The IRS may decide not to offset your taxes if you’re facing an undue hardship. For example, your refund may not be used to offset past-due debt if you can show the IRS that you’re unable or barely able to cover basic living expenses.

Generally speaking, the IRS doesn’t have the ability to reverse an offset after the offset has been completed. It’s important to contact the IRS before your refund is applied to your federal tax debt. 

How can you avoid a tax refund offset?

If you want to avoid tax refund offsets, the smartest thing you can do is pay your debts or taxes on time. If you owe back taxes, the IRS may decide to use your refund to offset your debt.

You should also learn the steps to take if you want to prevent an offset that results from past-due debts. You can request a review of your objection to prevent or reduce tax offsets. You can also discuss your situation with the IRS if you have an undue hardship that may make you eligible for relief.

Get help addressing an offset on your taxes

Knowing what to expect when tax season arrives is important — especially if you have past-due tax debt. If you’re owed a tax refund at the end of the year, keep in mind that all or part of your refund may be used as offsets for taxes and other debts.

If you’re facing an offset, you’ll want to contact the agency collecting the offset as soon as possible.

No matter what moves you made last year, TurboTax will make them count on your taxes.

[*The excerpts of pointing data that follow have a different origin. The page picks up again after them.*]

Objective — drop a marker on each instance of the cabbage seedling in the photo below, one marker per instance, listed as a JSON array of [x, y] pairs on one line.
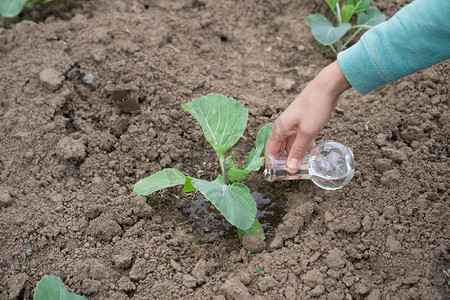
[[223, 121], [326, 34], [11, 8], [52, 288]]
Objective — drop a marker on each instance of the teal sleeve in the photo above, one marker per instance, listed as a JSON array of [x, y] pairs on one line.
[[416, 37]]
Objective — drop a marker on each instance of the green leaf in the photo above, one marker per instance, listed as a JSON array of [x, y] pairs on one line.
[[235, 175], [234, 201], [255, 230], [263, 136], [371, 17], [52, 288], [158, 181], [360, 5], [325, 33], [254, 159], [223, 120], [311, 18], [11, 8], [228, 163], [347, 12], [188, 187], [332, 4]]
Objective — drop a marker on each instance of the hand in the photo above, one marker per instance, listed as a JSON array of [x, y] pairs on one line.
[[296, 127]]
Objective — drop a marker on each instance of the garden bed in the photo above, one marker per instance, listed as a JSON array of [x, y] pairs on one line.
[[71, 151]]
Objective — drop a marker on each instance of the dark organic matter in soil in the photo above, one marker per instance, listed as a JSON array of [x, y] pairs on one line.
[[91, 104]]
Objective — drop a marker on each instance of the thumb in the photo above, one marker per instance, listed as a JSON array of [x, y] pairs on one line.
[[298, 150]]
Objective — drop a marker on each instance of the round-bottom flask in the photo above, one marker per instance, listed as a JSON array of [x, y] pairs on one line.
[[330, 165]]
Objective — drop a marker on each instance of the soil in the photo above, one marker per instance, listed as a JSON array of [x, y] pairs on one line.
[[91, 104]]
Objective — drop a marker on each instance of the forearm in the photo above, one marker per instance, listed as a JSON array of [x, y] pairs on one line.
[[417, 37]]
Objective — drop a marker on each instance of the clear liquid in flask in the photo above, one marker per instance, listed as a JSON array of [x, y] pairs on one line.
[[330, 165]]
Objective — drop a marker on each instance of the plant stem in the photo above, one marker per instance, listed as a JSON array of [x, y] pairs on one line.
[[351, 37], [334, 50], [361, 27], [221, 160], [338, 10]]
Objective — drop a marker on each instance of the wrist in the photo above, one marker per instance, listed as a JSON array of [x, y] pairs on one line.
[[332, 80]]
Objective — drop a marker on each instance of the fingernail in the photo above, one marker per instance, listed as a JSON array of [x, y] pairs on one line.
[[293, 163]]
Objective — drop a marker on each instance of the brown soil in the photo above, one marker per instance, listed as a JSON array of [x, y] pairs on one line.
[[70, 153]]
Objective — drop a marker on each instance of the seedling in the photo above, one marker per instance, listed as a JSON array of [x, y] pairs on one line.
[[52, 288], [223, 121], [326, 34], [11, 8]]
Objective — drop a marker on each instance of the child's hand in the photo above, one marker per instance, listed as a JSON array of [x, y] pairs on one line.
[[296, 127]]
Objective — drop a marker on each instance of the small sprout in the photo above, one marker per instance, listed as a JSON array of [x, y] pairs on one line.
[[222, 130], [447, 275], [325, 32], [52, 287]]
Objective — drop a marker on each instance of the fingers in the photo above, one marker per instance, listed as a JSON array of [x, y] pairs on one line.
[[299, 148], [277, 140]]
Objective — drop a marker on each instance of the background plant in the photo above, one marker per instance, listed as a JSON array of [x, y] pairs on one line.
[[11, 8], [326, 34], [223, 121]]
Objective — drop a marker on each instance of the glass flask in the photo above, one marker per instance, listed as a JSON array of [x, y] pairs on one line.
[[330, 165]]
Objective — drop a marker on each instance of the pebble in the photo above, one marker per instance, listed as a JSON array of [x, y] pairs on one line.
[[51, 79], [335, 259], [313, 278], [284, 84], [88, 79], [5, 198], [253, 243]]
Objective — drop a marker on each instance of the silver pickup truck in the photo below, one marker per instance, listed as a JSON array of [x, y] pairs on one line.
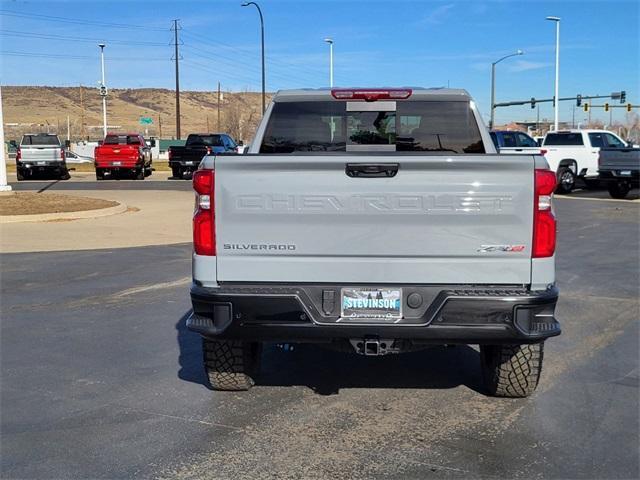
[[41, 153], [380, 221]]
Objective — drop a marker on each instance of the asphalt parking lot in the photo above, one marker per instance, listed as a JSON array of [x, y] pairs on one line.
[[100, 378]]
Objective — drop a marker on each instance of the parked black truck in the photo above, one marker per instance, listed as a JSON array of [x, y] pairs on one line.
[[185, 160], [619, 170]]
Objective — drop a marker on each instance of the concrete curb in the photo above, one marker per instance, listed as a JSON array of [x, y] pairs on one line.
[[48, 217]]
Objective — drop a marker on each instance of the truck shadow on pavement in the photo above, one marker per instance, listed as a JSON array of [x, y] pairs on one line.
[[326, 371]]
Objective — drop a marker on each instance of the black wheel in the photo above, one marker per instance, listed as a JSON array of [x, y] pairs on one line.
[[566, 180], [619, 189], [592, 184], [511, 370], [231, 364]]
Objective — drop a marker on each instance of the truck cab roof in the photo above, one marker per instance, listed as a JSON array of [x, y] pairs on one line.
[[416, 93]]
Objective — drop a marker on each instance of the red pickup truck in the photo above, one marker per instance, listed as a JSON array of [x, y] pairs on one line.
[[123, 152]]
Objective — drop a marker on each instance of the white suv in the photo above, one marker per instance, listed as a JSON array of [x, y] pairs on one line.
[[574, 153]]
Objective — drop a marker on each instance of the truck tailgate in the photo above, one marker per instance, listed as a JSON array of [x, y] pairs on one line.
[[40, 154], [440, 219]]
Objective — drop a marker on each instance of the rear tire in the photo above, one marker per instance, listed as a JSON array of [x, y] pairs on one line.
[[592, 184], [619, 189], [511, 370], [231, 364], [566, 180]]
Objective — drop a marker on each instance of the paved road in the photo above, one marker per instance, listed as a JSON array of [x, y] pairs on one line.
[[161, 181], [101, 379]]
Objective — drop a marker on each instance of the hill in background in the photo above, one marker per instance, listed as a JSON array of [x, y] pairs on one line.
[[36, 109]]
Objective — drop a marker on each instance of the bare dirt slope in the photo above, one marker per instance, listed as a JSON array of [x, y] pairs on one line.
[[41, 107]]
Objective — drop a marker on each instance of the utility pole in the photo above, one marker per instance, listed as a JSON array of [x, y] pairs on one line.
[[262, 44], [556, 95], [218, 123], [103, 92], [493, 84], [81, 114], [177, 57], [4, 187]]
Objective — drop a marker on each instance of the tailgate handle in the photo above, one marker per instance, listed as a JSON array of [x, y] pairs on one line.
[[371, 170]]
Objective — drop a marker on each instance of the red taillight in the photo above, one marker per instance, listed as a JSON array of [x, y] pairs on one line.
[[544, 222], [204, 227], [371, 95]]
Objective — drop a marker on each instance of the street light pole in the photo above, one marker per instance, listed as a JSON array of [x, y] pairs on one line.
[[103, 92], [262, 40], [4, 187], [493, 83], [330, 42], [556, 95]]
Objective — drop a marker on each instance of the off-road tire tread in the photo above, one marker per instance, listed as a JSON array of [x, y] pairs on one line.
[[512, 370], [230, 364]]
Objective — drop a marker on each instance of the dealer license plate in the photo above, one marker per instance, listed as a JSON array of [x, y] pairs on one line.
[[372, 303]]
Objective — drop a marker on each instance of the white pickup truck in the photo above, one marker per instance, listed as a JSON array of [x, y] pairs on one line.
[[574, 154], [41, 153], [379, 221]]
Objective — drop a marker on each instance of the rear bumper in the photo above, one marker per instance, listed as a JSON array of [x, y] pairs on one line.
[[311, 313], [629, 175]]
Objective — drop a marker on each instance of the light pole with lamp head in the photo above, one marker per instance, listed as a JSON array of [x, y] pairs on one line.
[[555, 96], [246, 4], [330, 42], [493, 83], [103, 92]]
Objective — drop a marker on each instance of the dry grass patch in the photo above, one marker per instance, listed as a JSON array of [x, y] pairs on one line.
[[29, 203]]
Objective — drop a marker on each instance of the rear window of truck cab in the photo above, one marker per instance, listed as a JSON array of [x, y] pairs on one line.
[[561, 139], [122, 140], [42, 139], [382, 126]]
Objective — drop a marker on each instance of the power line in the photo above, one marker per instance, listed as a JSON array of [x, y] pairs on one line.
[[78, 57], [10, 13], [65, 38]]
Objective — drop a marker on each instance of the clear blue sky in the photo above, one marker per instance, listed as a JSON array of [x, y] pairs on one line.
[[377, 43]]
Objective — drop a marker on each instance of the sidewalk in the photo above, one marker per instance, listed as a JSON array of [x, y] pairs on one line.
[[153, 217]]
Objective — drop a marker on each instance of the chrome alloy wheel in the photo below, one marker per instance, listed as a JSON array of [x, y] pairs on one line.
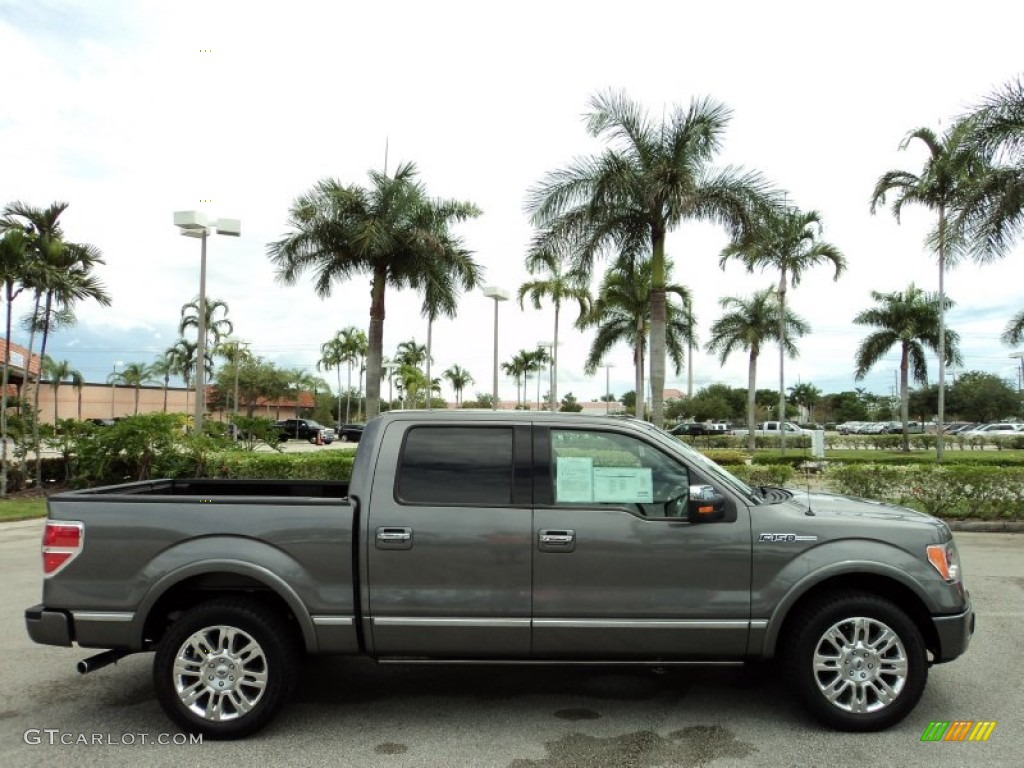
[[220, 673], [860, 665]]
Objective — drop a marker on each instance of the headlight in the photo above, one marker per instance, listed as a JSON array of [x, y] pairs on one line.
[[945, 560]]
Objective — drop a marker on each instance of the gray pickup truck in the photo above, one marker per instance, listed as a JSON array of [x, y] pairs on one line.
[[502, 537]]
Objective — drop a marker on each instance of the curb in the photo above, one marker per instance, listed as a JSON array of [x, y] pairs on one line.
[[986, 526]]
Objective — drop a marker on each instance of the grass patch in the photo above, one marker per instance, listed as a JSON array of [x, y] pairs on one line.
[[1009, 458], [22, 509]]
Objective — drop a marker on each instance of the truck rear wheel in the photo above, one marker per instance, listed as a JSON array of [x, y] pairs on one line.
[[858, 662], [225, 668]]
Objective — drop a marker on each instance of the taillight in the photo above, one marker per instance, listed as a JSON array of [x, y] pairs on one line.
[[61, 544]]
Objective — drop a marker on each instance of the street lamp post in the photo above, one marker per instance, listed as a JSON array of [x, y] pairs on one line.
[[114, 382], [499, 295], [238, 354], [389, 368], [197, 224], [1020, 378], [607, 387]]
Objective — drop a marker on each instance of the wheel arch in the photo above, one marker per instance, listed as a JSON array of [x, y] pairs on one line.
[[201, 582], [881, 585]]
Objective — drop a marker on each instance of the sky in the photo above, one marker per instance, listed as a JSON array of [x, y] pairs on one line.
[[131, 111]]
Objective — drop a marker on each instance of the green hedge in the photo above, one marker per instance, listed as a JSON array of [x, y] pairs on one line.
[[764, 474], [322, 465], [947, 491]]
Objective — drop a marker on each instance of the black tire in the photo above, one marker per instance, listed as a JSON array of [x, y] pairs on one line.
[[251, 671], [857, 662]]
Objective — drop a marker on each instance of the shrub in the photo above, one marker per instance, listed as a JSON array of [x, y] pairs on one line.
[[764, 474], [322, 465], [946, 491], [726, 458]]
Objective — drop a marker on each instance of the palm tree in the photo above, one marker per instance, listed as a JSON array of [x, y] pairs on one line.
[[805, 395], [537, 359], [622, 313], [133, 375], [57, 372], [411, 382], [1015, 331], [992, 217], [60, 274], [515, 369], [785, 240], [440, 291], [14, 252], [649, 179], [182, 359], [559, 285], [748, 325], [163, 368], [945, 184], [908, 318], [460, 379], [391, 230], [216, 328], [347, 346]]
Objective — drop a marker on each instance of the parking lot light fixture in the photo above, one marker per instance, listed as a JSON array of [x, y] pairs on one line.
[[499, 295], [198, 224]]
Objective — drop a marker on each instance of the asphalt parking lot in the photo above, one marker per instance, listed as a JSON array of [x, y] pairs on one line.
[[353, 713]]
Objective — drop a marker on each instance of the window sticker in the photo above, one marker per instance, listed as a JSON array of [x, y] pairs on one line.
[[576, 479], [634, 484]]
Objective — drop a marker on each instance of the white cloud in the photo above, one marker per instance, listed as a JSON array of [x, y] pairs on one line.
[[128, 120]]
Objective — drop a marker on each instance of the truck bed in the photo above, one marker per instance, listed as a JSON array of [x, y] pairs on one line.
[[216, 488]]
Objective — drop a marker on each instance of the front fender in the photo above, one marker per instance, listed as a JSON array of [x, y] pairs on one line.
[[843, 559]]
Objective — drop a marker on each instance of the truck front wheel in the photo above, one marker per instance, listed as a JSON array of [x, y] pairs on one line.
[[858, 662], [225, 668]]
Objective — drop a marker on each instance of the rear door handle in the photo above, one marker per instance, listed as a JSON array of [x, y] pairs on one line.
[[556, 540], [394, 538]]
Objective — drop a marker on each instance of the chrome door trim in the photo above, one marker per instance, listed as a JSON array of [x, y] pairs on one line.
[[642, 624], [454, 623]]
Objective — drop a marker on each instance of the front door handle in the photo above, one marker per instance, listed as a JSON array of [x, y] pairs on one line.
[[557, 540], [394, 538]]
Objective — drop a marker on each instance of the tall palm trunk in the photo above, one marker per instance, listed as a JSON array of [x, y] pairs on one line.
[[376, 342], [657, 328], [939, 426], [904, 393], [554, 366], [430, 393], [35, 397], [638, 360], [348, 395], [752, 384], [781, 361], [3, 394]]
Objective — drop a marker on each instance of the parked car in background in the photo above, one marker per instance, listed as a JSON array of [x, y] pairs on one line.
[[771, 429], [692, 429], [896, 427], [305, 429], [349, 432]]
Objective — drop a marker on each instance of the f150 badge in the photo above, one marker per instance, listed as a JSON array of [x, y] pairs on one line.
[[775, 538]]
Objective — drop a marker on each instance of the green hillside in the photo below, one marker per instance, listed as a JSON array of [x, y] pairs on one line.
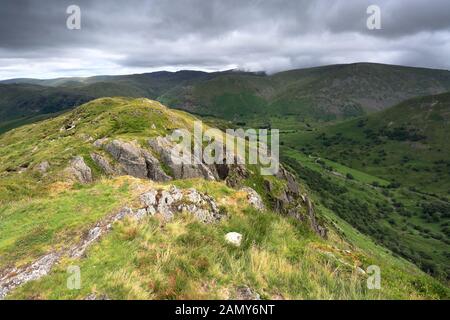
[[386, 174], [312, 94], [72, 194], [406, 144]]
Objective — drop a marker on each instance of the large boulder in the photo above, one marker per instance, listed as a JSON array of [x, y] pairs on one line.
[[254, 199], [135, 161], [169, 202], [180, 169], [103, 163], [79, 169]]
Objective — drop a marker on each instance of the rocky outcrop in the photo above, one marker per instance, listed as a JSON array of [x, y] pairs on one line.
[[79, 169], [318, 228], [12, 278], [136, 161], [43, 167], [103, 163], [254, 199], [169, 202], [180, 169]]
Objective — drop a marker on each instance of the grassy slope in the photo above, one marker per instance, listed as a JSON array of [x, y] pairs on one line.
[[280, 257], [407, 143], [393, 217], [184, 259]]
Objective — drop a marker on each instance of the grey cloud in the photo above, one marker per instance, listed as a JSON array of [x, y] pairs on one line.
[[273, 35]]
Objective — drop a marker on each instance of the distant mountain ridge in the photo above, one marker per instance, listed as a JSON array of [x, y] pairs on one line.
[[321, 93]]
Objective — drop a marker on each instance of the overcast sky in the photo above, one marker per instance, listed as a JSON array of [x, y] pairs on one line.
[[119, 37]]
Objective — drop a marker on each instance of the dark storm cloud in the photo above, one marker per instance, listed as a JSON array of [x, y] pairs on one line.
[[137, 36]]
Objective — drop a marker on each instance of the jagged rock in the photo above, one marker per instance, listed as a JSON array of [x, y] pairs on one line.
[[180, 169], [135, 161], [236, 174], [245, 293], [103, 163], [292, 185], [254, 198], [80, 170], [172, 201], [319, 229], [234, 238], [100, 142], [43, 167]]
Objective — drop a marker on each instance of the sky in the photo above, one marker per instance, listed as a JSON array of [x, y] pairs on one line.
[[122, 37]]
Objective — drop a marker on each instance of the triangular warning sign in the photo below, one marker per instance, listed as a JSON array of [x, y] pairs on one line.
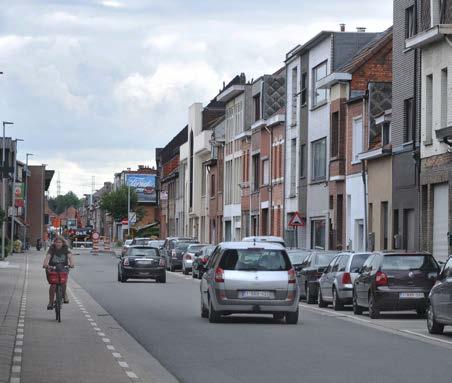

Whether you want to do your taxes yourself or have a TurboTax expert file for you, we’ll make sure you get every dollar you deserve and your biggest possible refund – guaranteed. 

3 responses to “Offsets for Taxes: What It Means & What to Do”

  1. Wheres my refund. Sent in all information they needed on an offset letter. Still says reviewing. Whats going on?. Getting annoyed. Please help. Someone pls.

  2. I have yet gotten my refund tax back yet. I was inform there was not anything wrong. They just hurting ones like myself.I have my health plan remove becases no money to pay for it.Medine I cannot by,no mony ,the IRS give me a very bad life at time .Someone Help.

  3. Do I have any options if I never received notice of any offset until the day before I was to get my refund deposited and the “wheres my refund” site at IRS.GOV is how I found out about this. I filed bk in 2010, and I know it doesnt discharge student loans, however, isnt it true they cannot be collected on for a certain number of years? I didnt even know I owed Steven Henegar $6000.00 still!